Minimally invasive surgical (MIS) instruments are often preferred over traditional open surgical devices due to reduced post-operative recovery time and minimal scarring. Endoscopic surgery is one type of MIS procedure in which an elongate flexible shaft is introduced into the body of a patient through a natural orifice. Laparoscopic surgery is another type of MIS procedure in which one or more small incisions are formed in the abdomen of a patient and a trocar is inserted through the incision to form a pathway that provides access to the abdominal cavity. Through the trocar, a variety of instruments and surgical tools can be introduced into the abdominal cavity, and the trocar also helps facilitate insufflation to elevate the abdominal wall above the organs. The instruments and tools introduced into the abdominal cavity via the trocar can be used to engage and/or treat tissue in a number of ways to achieve a diagnostic or therapeutic effect.
Various robotic systems have recently been developed to assist in MIS procedures. Robotic systems can allow for more intuitive hand movements by maintaining natural eye-hand axis. Robotic systems can also allow for more degrees of freedom in movement by including a “wrist” joint on the instrument, which creates a more natural hand-like articulation.

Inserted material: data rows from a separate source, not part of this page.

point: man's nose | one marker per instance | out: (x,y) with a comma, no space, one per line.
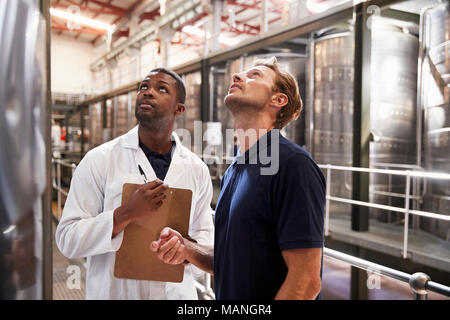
(149,92)
(237,77)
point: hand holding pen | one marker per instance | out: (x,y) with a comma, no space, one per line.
(144,201)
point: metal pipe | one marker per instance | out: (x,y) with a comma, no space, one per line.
(327,203)
(396,209)
(58,177)
(431,175)
(405,234)
(311,94)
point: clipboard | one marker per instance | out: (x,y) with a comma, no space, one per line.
(134,259)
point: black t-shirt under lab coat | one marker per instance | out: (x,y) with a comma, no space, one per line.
(160,162)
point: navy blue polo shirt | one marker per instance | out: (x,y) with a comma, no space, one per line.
(160,161)
(260,215)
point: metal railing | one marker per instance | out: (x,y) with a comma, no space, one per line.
(420,283)
(408,174)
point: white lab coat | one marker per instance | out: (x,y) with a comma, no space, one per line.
(86,226)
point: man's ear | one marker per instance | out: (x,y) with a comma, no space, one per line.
(279,100)
(179,109)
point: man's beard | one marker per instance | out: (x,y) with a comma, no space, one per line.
(239,106)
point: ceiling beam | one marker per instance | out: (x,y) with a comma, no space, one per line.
(93,10)
(118,10)
(82,30)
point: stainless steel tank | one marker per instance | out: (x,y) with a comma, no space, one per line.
(122,115)
(329,125)
(23,149)
(435,83)
(392,119)
(95,125)
(392,111)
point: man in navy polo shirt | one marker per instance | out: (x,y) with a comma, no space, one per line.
(269,216)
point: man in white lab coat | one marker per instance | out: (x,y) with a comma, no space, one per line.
(93,218)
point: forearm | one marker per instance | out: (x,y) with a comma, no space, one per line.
(201,256)
(121,220)
(81,236)
(299,288)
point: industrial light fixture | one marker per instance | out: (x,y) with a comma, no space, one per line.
(80,20)
(200,33)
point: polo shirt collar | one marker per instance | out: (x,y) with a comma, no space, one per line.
(262,144)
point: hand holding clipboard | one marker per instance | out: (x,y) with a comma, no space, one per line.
(134,259)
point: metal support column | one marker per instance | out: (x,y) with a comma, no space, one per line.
(205,91)
(361,141)
(47,219)
(82,125)
(361,117)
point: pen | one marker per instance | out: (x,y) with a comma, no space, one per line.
(142,173)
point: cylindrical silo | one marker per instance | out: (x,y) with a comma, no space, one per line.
(392,111)
(393,93)
(330,122)
(23,149)
(435,97)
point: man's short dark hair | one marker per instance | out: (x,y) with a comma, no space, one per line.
(181,89)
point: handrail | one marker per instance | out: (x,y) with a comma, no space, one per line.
(408,174)
(418,174)
(420,283)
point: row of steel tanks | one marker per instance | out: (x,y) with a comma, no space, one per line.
(435,98)
(325,73)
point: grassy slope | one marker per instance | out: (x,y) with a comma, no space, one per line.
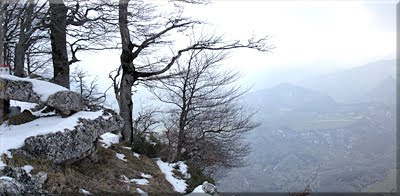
(101,177)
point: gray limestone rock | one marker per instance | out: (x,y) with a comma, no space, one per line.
(69,146)
(16,181)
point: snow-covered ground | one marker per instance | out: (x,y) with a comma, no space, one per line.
(141,192)
(140,181)
(120,157)
(167,168)
(42,88)
(13,136)
(107,139)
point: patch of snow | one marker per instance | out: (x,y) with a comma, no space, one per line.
(2,164)
(183,169)
(167,168)
(140,181)
(145,175)
(136,155)
(120,156)
(23,105)
(9,155)
(108,139)
(42,88)
(27,168)
(198,189)
(13,136)
(141,192)
(6,178)
(84,192)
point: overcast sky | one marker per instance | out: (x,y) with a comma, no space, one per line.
(310,37)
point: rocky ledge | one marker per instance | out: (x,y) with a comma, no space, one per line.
(41,92)
(68,146)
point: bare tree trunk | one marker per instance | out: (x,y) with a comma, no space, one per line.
(24,35)
(2,33)
(58,37)
(4,104)
(126,108)
(128,79)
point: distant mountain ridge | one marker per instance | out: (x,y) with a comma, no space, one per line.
(350,86)
(289,97)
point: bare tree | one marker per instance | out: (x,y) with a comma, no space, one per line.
(4,104)
(151,36)
(206,115)
(58,37)
(92,98)
(30,21)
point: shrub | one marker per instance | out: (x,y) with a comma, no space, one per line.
(150,147)
(24,117)
(197,177)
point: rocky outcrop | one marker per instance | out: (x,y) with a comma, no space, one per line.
(65,102)
(69,146)
(41,92)
(16,181)
(209,188)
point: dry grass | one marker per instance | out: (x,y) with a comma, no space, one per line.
(102,177)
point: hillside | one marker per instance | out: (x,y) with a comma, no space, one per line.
(68,149)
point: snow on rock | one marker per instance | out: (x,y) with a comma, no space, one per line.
(141,192)
(42,88)
(108,139)
(136,155)
(120,156)
(204,189)
(2,164)
(42,92)
(145,175)
(13,136)
(198,189)
(84,192)
(167,168)
(23,105)
(27,168)
(6,178)
(140,181)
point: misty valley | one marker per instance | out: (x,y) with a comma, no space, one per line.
(306,137)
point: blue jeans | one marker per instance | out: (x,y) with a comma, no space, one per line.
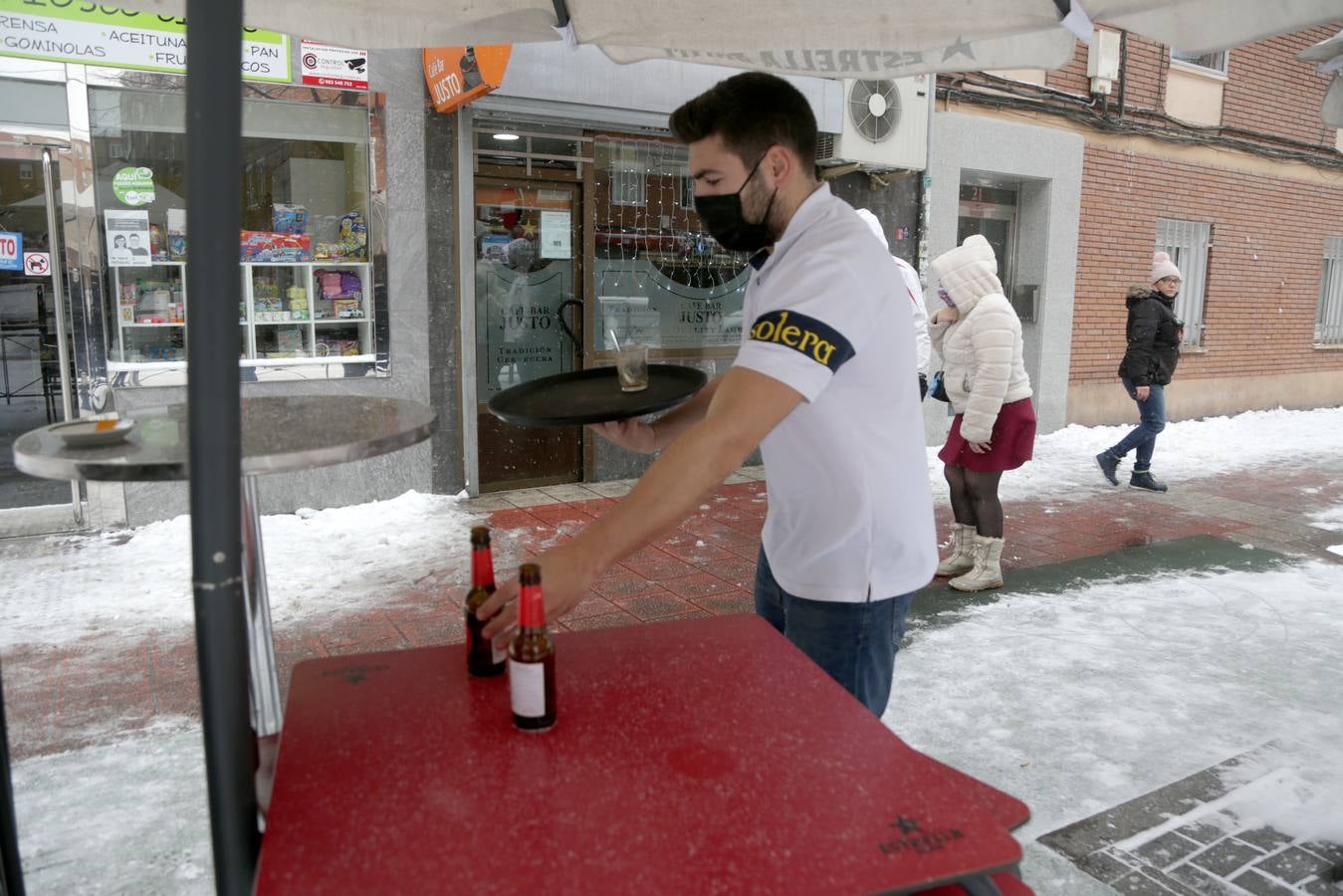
(1143,438)
(854,642)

To facilitate the wrist joint, robotic systems typically include a cable driven motion system designed to articulate (move) an end effector of a surgical instrument. Cable driven motion systems typically include one or more drive cables that extend between a drive housing and the end effector. The drive housing is mounted to and otherwise attached to a robotic manipulator that has a plurality of input drives operatively coupled to the drive cables. During operation, the input drives are selectively actuated to move the drive cables and thereby articulate the end effector in a desired manner.
Through operation of the input drives, the drive cables typically assume large tensile loads, which must be released or eased prior to detaching the drive housing from the robotic manipulator. If such tensile loads are not previously released, detaching the drive housing from the robotic manipulator can suddenly release the tension in the drive cables, which, in extreme cases, could launch the drive housing from the robotic manipulator and potentially damage the drive housing or harm a user. What is needed is a manual method, independent of the robotically controlled systems to manage cable tension, to provide a safe alternative to disconnecting the drive housing from the robotic manipulator by a user (e.g., surgeon, clinician, etc.) during emergency conditions or when the robotic system is not functioning properly.